Order, Supreme Court, New York County (Herman Cahn, J.), entered February 28, 2007, which denied plaintiffs' motion to amend the complaint, unanimously affirmed, with costs.
Before: Saxe, J.P., Nardelli, Moskowitz, Acosta and DeGrasse, JJ.
Plaintiff's failed to show merit to their proposed amendment, which would have added a new theory of recovery ( Glenn Partition v Trustees of Columbia Univ. in City of N.Y., 169 AD2d 488), and further offered no valid reason for their delay in proposing it, even though they knew about its basis in 2001.
The de minimis nature of the alleged damages for the proposed claim does not impact on its merit ( see Weinberg v Hertz Corp., 116 AD2d 1, affd 69 NY2d 979), but plaintiffs were refunded the account fees they had contested.

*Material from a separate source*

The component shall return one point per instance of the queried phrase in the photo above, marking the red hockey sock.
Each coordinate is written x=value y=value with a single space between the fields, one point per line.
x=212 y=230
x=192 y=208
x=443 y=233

Accordingly, the motion court providently determined, in its discretion, that they would not be proper class representatives for the proposed claim, and the theory sought to be added would not be appropriate for class-action treatment.
The court also properly disallowed plaintiffs' effort to restore a cause of action based on General Business Law § 349, which it had previously dismissed.
We have considered plaintiffs' remaining contentions and find them unavailing.